International

Impoverished women in America and Argentina agree: Abortion is not what they need

Argentina, pro-life

Mothers from the slums of Argentina have asked Pope Francis to be their voice in the ongoing debate to legalize abortion in the Pope’s home country. According to Crux, the Argentinian women sent a letter to the Pope asking for his help because they feel like “prisoners” as the government and abortion advocates are telling them that they do not have the right to have children.

Argentina President Alberto Fernández is strongly promoting the idea of decriminalizing abortion through 14 weeks of pregnancy for girls as young as 13 by the end of 2020. The women who wrote to Pope Francis feel that the legalization of abortion will lead to pressure for them and their daughters to abort.

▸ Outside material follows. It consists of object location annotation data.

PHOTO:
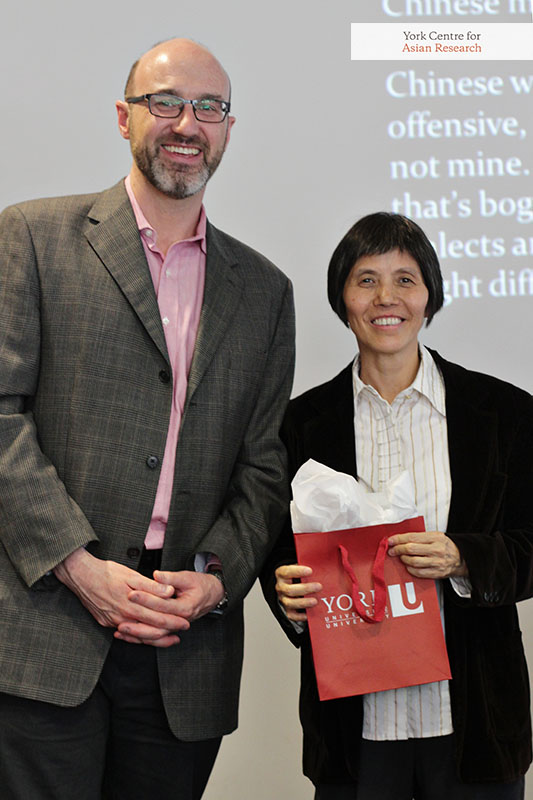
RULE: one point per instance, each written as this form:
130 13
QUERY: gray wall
310 153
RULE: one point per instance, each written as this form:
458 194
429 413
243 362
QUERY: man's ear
231 122
123 118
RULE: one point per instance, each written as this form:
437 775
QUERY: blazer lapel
113 234
331 431
473 449
223 289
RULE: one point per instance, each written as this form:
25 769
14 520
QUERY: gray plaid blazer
84 405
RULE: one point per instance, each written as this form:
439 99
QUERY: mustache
185 141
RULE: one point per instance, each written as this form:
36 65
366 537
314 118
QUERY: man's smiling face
177 156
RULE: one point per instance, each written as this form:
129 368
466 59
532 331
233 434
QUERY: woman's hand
293 595
428 555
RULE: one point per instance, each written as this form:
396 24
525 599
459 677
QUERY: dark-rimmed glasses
169 105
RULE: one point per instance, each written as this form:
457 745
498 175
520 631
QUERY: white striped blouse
410 433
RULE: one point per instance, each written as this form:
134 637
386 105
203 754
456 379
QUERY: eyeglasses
169 105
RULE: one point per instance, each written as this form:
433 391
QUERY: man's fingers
166 640
297 589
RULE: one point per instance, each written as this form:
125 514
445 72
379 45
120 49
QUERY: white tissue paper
326 500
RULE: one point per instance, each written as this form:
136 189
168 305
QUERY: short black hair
377 234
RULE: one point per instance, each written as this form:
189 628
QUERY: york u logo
402 601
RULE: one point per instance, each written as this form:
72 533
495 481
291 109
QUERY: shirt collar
428 382
144 226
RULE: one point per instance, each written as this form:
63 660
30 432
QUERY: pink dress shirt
178 280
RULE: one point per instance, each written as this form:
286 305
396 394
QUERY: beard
177 181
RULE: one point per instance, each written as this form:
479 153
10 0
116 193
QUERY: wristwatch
220 607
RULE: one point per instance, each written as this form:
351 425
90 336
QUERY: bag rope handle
378 581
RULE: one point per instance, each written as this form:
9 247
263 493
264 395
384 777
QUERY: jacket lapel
331 431
223 289
473 451
113 234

A similar debate regarding abortion for low-income women is currently being carried out in the United States. But in both countries, underprivileged women say that they do not want or need abortion.

 

Argentina

“We write to your Holiness, with the desire to ask for you to help us express to public opinion that we feel prisoners in a situation where our own family is compromised, as are our teenage daughters and future generations, that grow old with the idea that our life is not wanted and that we don’t have a right to have children because we are poor,” the women wrote on November 18 (emphasis original). They say that abortion advocates in Argentina are targeting poor women for abortion.

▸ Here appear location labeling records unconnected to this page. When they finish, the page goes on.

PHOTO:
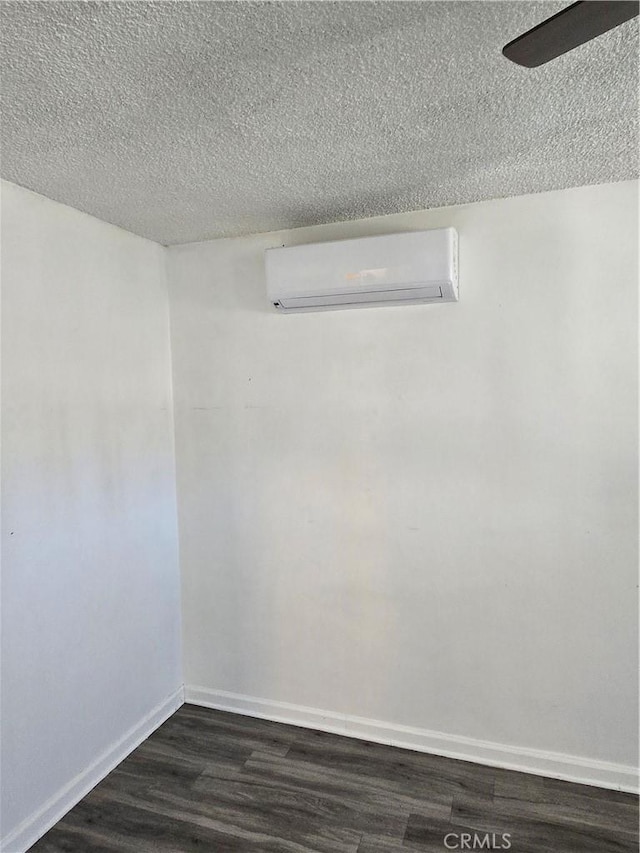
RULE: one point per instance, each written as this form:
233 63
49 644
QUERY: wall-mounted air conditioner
395 269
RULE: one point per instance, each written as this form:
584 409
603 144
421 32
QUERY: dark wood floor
211 781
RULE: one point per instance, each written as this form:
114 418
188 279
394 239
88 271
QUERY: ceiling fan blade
570 28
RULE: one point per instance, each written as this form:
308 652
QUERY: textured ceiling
182 121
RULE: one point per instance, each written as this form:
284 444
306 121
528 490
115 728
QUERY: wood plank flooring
212 781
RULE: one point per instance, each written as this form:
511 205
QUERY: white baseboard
35 826
555 765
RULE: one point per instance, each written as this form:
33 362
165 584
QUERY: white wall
421 515
90 589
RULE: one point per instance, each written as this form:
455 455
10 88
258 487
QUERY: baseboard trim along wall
35 826
552 764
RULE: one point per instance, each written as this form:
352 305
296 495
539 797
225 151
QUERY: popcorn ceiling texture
182 121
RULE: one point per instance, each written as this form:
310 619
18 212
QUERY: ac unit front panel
405 268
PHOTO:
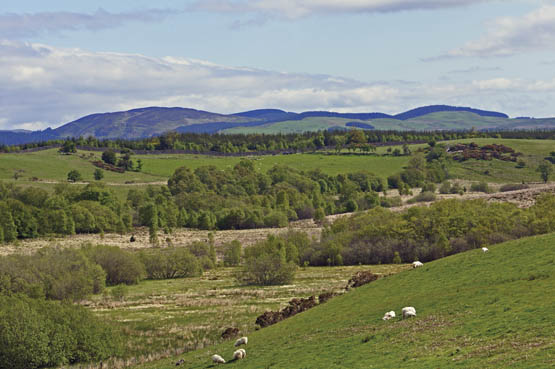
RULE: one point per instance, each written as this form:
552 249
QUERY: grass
165 165
501 171
474 310
296 126
49 165
172 315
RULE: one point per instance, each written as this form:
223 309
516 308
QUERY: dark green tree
74 176
545 169
98 174
109 157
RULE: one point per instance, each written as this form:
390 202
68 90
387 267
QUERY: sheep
239 354
241 341
408 312
218 359
389 315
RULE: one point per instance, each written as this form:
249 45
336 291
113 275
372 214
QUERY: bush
74 176
390 202
174 263
35 333
232 253
121 266
480 187
55 274
266 264
513 187
445 188
429 187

“We have been living this new stereotype every day since 2018 in the medical assistance centers installed in our neighborhoods,” the women wrote, saying that in these new clinics they are told, “‘How are you going to raise another child? In your situation it’s irresponsible to bring another child into the world’ or ‘abortion is a right, no one can force you to be a mother.'”

This lends credence to the idea that abortion is often not about “choice” but about coercion. These women do not want abortion, yet they are being told they need it.

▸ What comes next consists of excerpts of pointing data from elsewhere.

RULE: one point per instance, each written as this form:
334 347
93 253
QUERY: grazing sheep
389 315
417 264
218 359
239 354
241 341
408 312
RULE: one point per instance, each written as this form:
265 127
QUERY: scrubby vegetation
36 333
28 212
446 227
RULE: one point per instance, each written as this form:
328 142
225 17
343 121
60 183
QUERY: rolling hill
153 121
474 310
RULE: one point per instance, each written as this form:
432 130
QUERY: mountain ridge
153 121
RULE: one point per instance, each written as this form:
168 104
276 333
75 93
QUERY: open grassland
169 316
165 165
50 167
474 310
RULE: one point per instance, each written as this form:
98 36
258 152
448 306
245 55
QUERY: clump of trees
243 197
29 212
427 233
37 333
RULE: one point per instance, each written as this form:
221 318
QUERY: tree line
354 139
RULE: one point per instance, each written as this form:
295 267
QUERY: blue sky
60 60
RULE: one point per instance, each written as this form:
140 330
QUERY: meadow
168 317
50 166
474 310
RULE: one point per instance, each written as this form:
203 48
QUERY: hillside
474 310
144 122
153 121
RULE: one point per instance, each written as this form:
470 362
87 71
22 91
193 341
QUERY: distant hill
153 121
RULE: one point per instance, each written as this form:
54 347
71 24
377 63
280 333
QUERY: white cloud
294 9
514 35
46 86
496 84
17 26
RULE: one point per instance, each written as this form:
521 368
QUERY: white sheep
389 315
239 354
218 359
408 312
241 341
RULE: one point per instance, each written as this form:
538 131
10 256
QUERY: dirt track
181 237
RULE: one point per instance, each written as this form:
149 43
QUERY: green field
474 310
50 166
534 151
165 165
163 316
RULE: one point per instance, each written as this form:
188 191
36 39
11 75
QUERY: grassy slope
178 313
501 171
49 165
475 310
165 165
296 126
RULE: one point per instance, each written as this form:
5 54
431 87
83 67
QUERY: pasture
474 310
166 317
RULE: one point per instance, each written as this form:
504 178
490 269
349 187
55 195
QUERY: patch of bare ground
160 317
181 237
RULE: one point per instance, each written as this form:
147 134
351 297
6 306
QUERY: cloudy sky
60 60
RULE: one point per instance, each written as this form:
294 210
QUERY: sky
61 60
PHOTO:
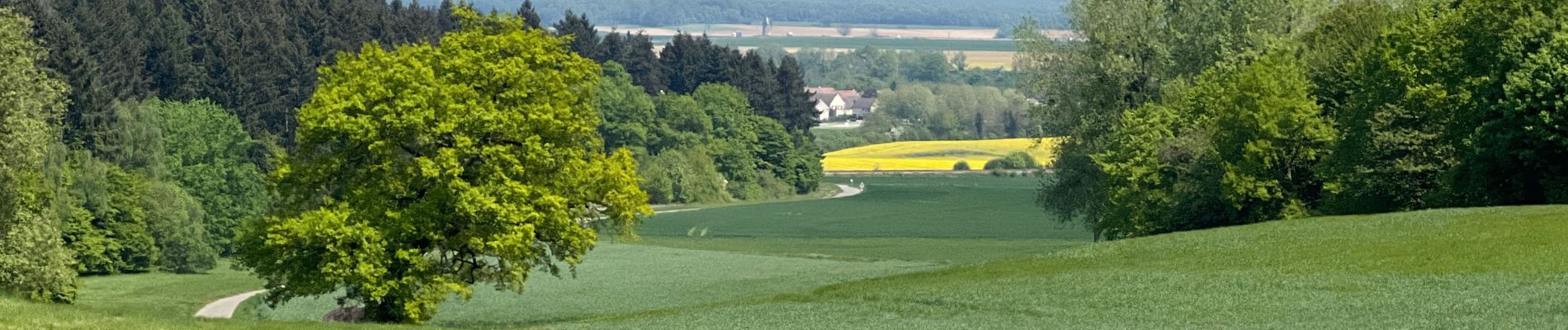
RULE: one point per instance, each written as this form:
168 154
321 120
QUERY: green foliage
425 169
752 12
101 214
684 176
256 59
1238 148
1017 160
1458 106
33 260
626 110
205 150
890 63
177 224
947 111
1132 52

“Our voice, like that of unborn children, is never heard,” they wrote. “They classified us as a ‘factory of the poor’; ‘workers of the State’. Our reality as women who overcome life’s challenges with our children, is overshadowed [by women who claim to] represent us without us giving our consent, stifling our true positions on the right to life. They do not want to listen to us, neither the legislators nor the journalists. If we did not have the slum priests who raise their voices for us, we would be even more alone.”

READ: Argentina’s health minister says preborn babies are a ‘phenomenon,’ not a human life

United States

In the U.S., similar “health clinics” are heavily concentrated in urban areas that are considered low income. According a recent report, Planned Parenthood puts 86% of its abortion facilities in these neighborhoods. Now, abortion advocates are pushing for the U.S. government to actually pay for the abortions of low-income women, putting even more pressure on these women to abort.

On December 8, a Congressional hearing, “The Impact on Women Seeking an Abortion but are Denied Because of Inability to Pay,” is scheduled. It will focus on the Hyde Amendment, which for nearly five decades has prevented the federal Medicaid program from paying for abortions. While Planned Parenthood touts itself as the home of health care (and abortion) for low-income women, its business model is structured around making money from abortion. Since abortion is expensive, if the government (taxpayers) pays for abortion through Medicaid, more low-income women will feel pressured to choose abortion when faced with the option of a “free” abortion. Women of low income may feel they have no other choice.

“[The Hyde Amendment] may be the pro-life movement’s single greatest achievement,” said Kelsey Hazzard, founder and president of Secular Pro-life, during a recent event promoting the importance of the Hyde Amendment. “[…] The Hyde Amendment matters both because it saves lives and because it sends a message about our national values. It says we don’t believe people are better off dead than poor. It says we don’t believe Medicaid kids should be targeted for destruction. And it says we won’t force people of conscience to be complicit in killing children in the womb just by paying their taxes.”

Low-income women in the U.S., just as in Argentina, do not want government-funded abortion. A 2017 Marist poll found that Americans with lower incomes were less likely than those with higher incomes to support federal and state funding of abortions through Medicaid. And a Harvard poll found that support for Medicaid funding of abortion is nearly twice as high among voters who make more than $75,000 a year as those who earn $25,000 or less. This disparity smacks of discrimination and eugenics in the promotion of government-funded abortion.

Valeria Lopez told Secular Pro-Life she was just 20 years old and in college when she learned she was pregnant. Three years later, she had a second son. Medicaid allowed her to be able to choose life both times as she wanted to. “My kids have no less value than anybody else born through different types of insurance,” she said. “I was able to have them because of Medicaid.” She believes many women may be tempted towards abortion if it were available through Medicaid.

In both the U.S. and Argentina, underprivileged women are fighting for the right of their children to exist while abortion advocates continue to tell them they would be better off with abortion.